One of the pop music era’s greatest composers maps his personal odyssey and leaves a lot of uncharted terra.
Remaining an enigma while staying in public view is an art Vangelis Papathanassiou has mastered very well. Even the most ardent of his fans know not much about the maestro whose music is so ubiquitous that a regular listener isn’t aware it’s the Greek composer behind many a familiar sound. Given this, a film on him has been long overdue – if only to provide recognition with some background. And revelations are abound here, the major one being the fact that, as violinist Julian Rachlin admits with a slight amazement, Vangelis doesn’t read or write music, which makes his talent the most unique because Papathanassiou has produced so much beautiful classical music, as well as movie soundtracks he’s famous for, not just pop melodies.
Still, it’s the soundtracks that lie in the heart of “Journey To Ithaka” and secures the onscreen presence of Oliver Stone, Ridley Scott and other acclaimed directors, plus Sean Connery who played a vital role in the Greek’s connection with Rachlin, and fragments of such movies as “Alexander” and “Blade Runner” which Vangelis colored with his music in the way he does with his paintings. We see him as an all-round artist here – “I work like an athlete,” says maestro who inherited enviable stamina form his Olympian father, the shadowy figure behind the “Chariots Of Fire” requiem theme – enjoying everything, as Hugh Hudson remarks, and instinctively reacting to image. Although that’s not the case when it comes to those pop songs that Vangelis dismisses as if it was unnecessary, calling his work with Jon Anderson, who makes quite a brief appearance, “the misfortune to be successful” and expressing the will not to repeat himself or compromise with the industry.

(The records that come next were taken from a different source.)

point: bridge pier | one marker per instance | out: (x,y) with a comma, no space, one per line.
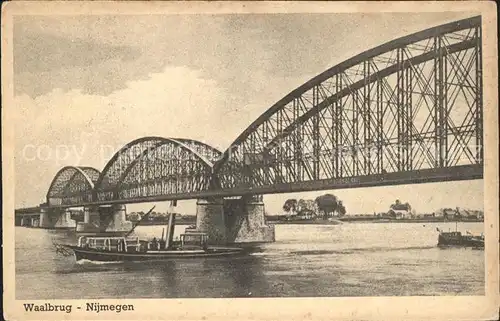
(99,219)
(233,221)
(210,219)
(55,218)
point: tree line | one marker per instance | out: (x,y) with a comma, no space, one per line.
(326,205)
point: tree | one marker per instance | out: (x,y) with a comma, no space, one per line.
(329,204)
(290,206)
(341,208)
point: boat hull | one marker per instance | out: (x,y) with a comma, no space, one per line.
(113,256)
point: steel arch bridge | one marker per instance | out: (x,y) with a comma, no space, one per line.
(407,111)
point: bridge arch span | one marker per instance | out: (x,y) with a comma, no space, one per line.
(151,167)
(411,104)
(72,185)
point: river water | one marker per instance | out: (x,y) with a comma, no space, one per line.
(353,259)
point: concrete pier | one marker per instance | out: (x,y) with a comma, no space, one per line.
(245,221)
(231,221)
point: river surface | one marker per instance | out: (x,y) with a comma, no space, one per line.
(353,259)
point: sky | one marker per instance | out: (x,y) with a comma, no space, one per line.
(85,86)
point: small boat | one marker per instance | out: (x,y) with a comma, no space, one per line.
(456,238)
(124,248)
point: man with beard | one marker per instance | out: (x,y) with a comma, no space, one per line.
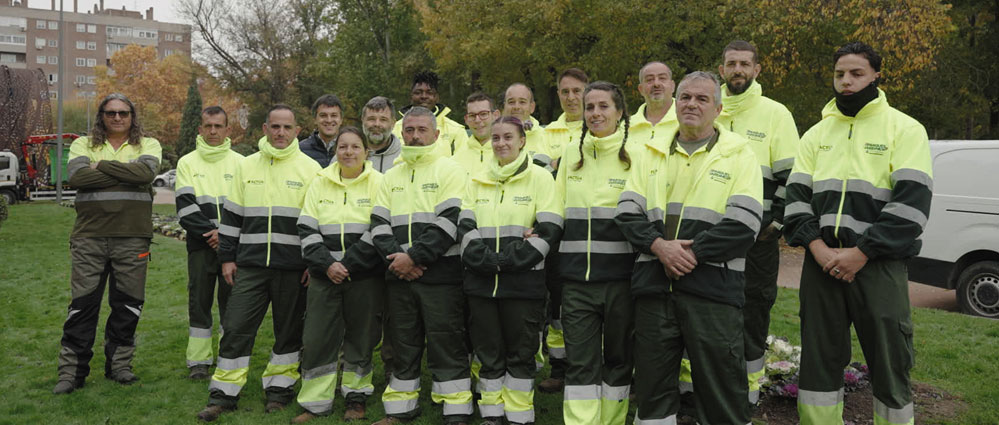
(771,132)
(377,120)
(424,93)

The composer’s stance also doesn’t explain the absence of APHRODITE’S CHILD from this story; just once Vangelis says “we” meaning the art rock band he rose to fame with, and while Demis Roussos would have been a greater interviewee than opera singers who share their view of the maestro, his old colleague isn’t part of it all. “I’ve never been alone with music,” confesses Vangelis, yet the overriding impression the documentary shapes is one of a very lonely person, and when he adds that “music can be therapeutic and a deadly weapon” before he’s seen shooting arrows, the artist’s overprotectiveness comes through. He might be very organic tinkering with piano, treating symphony orchestra as a synthesizer or presiding over the “Mythodea” concert, but, again, there’s only the sight of a pressing plant shifting records of another of Vangelis classical works to remind us that he’s sold a lot of albums including prog rock classics like "Heaven And Hell".
What emerges as a result is a portrait of a symphonic composer, rather than performer and, thus, the mystery remains untouched. Which might be the homecoming the film’s title alludes to: riveting, if alien as any myth is.